Educational advocate recommendations (middle/high school — not for placement)

Anonymous
Anonymous wrote:Anyone but Stacy Kahn.


Definitely if you want someone to alienate the teachers and never speak to your kid.
Anonymous
Anonymous wrote:at what point does one shift from making a kid run a race they will never be competitive in to finding a niche that they might find happiness in.

Pull him out and home school to check that box all while trying to find a marketable skill they can preform to build self sufficiency. The system isn't going to normalize your child, at best all they can do is pencil whip their compliance until they get to a point they don't have to and what growth will have really happened? All that dragging the sides together for a disingenuous result is wasting cycles all parities could spend toward real growth respectively. All the money and time you are going to spend on them trying to fit an atypical kid into a typical path might be more productive attempting to engineer an atypical path.
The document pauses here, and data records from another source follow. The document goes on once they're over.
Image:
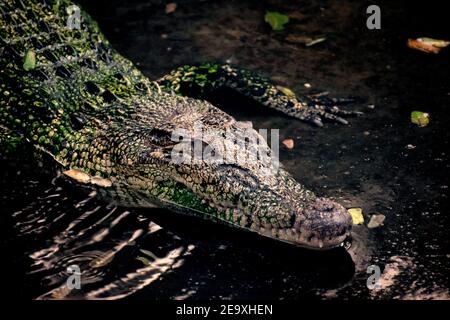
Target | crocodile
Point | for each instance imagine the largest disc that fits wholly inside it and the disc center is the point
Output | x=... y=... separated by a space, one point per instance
x=106 y=126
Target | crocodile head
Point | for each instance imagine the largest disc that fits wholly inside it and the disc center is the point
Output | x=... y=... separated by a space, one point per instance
x=226 y=172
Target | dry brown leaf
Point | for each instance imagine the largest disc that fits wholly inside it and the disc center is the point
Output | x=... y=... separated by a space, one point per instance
x=289 y=143
x=423 y=46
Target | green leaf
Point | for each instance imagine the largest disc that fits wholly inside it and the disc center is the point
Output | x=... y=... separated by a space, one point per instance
x=420 y=118
x=29 y=62
x=276 y=20
x=356 y=214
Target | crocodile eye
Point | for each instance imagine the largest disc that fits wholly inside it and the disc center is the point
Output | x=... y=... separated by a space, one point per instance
x=108 y=96
x=91 y=87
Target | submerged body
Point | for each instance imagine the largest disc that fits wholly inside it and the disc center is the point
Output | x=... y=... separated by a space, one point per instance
x=67 y=92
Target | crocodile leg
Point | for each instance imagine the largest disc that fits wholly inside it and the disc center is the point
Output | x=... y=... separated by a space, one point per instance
x=10 y=142
x=197 y=81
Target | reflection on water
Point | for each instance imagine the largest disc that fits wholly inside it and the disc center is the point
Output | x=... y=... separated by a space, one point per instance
x=117 y=251
x=122 y=251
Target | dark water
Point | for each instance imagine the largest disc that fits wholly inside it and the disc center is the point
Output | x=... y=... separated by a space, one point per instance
x=380 y=162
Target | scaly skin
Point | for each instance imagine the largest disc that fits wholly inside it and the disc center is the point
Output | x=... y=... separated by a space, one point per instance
x=109 y=127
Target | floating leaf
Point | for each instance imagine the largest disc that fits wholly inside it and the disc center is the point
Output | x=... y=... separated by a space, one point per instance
x=435 y=42
x=420 y=118
x=144 y=260
x=171 y=7
x=356 y=214
x=29 y=62
x=276 y=20
x=289 y=143
x=428 y=45
x=376 y=220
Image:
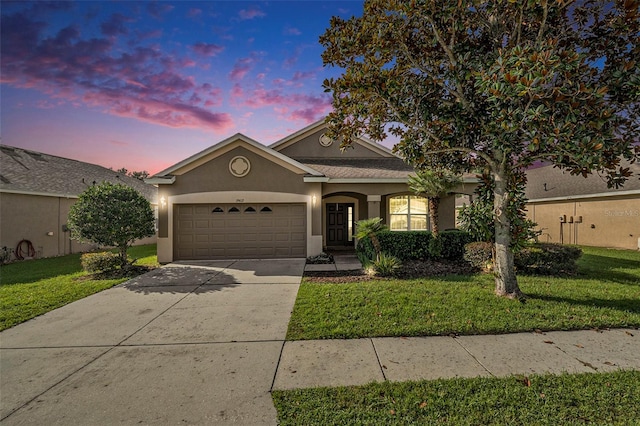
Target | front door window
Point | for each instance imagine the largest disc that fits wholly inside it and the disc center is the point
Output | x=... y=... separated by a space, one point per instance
x=339 y=224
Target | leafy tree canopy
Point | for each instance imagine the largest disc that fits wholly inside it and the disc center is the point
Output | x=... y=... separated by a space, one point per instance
x=112 y=215
x=492 y=86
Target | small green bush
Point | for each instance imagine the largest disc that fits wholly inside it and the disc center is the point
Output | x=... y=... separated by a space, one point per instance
x=548 y=259
x=417 y=245
x=479 y=254
x=385 y=265
x=453 y=242
x=99 y=262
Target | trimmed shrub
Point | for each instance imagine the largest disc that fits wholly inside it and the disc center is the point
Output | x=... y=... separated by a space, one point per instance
x=403 y=245
x=479 y=254
x=384 y=266
x=453 y=242
x=417 y=245
x=548 y=259
x=100 y=262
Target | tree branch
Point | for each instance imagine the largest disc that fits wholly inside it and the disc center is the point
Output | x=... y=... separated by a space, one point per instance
x=545 y=13
x=451 y=57
x=492 y=164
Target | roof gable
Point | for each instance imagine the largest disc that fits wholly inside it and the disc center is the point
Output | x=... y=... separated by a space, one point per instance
x=309 y=143
x=29 y=172
x=229 y=144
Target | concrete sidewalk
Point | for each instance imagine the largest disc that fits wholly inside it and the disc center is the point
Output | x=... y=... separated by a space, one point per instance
x=342 y=262
x=315 y=363
x=195 y=343
x=204 y=343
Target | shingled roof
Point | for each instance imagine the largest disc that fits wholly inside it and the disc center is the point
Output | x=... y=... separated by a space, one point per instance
x=364 y=168
x=549 y=182
x=32 y=172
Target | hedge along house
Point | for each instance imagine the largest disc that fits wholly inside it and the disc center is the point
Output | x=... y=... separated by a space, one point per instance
x=576 y=210
x=36 y=192
x=295 y=198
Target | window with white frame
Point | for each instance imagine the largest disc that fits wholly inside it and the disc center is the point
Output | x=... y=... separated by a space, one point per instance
x=408 y=213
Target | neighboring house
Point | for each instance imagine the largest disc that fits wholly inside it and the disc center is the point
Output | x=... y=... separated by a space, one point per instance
x=576 y=210
x=36 y=192
x=301 y=195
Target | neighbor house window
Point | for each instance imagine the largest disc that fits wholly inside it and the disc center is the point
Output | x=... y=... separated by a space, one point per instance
x=408 y=213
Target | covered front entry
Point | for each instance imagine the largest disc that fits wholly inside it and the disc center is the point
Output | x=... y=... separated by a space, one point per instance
x=339 y=224
x=239 y=231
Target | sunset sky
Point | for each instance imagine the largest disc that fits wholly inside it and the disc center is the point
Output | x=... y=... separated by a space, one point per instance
x=143 y=85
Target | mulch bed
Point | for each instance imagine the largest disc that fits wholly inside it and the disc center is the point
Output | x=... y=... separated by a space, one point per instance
x=409 y=270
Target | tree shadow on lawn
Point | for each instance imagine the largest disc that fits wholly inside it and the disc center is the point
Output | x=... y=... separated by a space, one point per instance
x=603 y=268
x=625 y=305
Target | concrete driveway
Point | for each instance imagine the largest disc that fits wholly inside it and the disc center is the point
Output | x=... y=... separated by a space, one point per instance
x=194 y=343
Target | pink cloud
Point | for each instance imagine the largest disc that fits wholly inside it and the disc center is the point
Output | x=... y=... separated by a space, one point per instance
x=252 y=13
x=303 y=75
x=288 y=106
x=292 y=31
x=142 y=84
x=207 y=49
x=241 y=68
x=194 y=12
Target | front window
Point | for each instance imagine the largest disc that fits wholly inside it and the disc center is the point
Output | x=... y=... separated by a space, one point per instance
x=408 y=213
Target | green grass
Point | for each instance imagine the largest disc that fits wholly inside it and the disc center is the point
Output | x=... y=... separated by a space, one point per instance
x=606 y=293
x=602 y=399
x=34 y=287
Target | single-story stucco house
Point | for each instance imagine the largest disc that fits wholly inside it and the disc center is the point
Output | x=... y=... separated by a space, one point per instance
x=576 y=210
x=36 y=192
x=295 y=198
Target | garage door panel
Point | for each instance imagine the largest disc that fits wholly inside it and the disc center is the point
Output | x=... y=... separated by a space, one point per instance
x=297 y=222
x=214 y=231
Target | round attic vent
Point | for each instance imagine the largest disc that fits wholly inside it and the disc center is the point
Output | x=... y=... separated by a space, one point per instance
x=239 y=166
x=325 y=140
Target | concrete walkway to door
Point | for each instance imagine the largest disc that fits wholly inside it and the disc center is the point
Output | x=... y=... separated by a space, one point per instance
x=189 y=343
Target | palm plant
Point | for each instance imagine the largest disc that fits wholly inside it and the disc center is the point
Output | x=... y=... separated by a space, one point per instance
x=434 y=184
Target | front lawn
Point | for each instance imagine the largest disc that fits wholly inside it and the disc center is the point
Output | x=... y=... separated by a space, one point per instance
x=34 y=287
x=607 y=398
x=606 y=293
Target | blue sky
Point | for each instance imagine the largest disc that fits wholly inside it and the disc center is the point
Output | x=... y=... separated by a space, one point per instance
x=143 y=85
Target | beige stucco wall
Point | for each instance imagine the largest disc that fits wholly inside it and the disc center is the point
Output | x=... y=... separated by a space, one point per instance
x=309 y=147
x=266 y=181
x=606 y=221
x=33 y=217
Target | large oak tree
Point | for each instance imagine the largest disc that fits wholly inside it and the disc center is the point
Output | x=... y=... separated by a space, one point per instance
x=492 y=86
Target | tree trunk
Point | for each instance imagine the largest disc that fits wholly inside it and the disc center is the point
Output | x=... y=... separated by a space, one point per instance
x=434 y=203
x=376 y=244
x=123 y=256
x=504 y=272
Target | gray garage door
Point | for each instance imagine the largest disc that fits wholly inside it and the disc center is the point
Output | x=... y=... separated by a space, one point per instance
x=239 y=231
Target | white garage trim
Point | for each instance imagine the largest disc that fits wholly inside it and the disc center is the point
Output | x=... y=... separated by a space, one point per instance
x=165 y=245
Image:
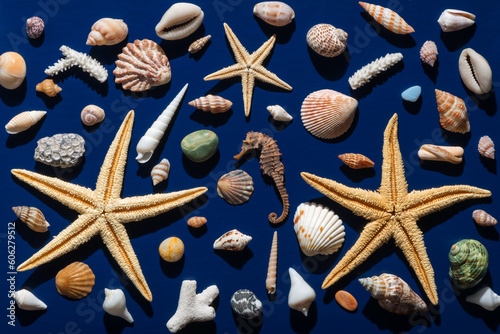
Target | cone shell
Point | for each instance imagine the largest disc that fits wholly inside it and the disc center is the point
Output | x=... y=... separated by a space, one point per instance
x=387 y=18
x=32 y=217
x=75 y=281
x=318 y=229
x=452 y=112
x=328 y=114
x=235 y=187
You might need to reset your life too but these are the burdens of parenthood.


This is… quite a dramatic overreaction.

The kid has ADHD and anxiety, not a rare incurable condition that prevents him from functioning in society. The jump from “needs stronger supports at school” to “pull him out, homeschool, overhaul your entire life, and go hunt for some mystery ‘marketable skill’ he can perform” is absurd.

And honestly, taking advice about educational pathways from someone who can’t even spell “perform” or “parties” correctly probably isn’t the wisest move.

MCPS isn’t being asked to “normalize” anyone. They’re being asked to do their actual job: provide legally required accommodations so a student can access the curriculum. That’s literally the point of a 504 or IEP.

Executive functioning improves with maturity, coaching, and proper supports — not by ripping a kid out of school and building an “atypical path” out of thin air. Homeschooling is a valid choice for some families, but framing it as the solution for an ADHD eighth-grader is pure panic fantasy.

Parents advocate for services because the services work, not because they’re chasing a “disingenuous result.” If anything is disingenuous here, it’s pretending that abandoning the system entirely is somehow more “authentic.”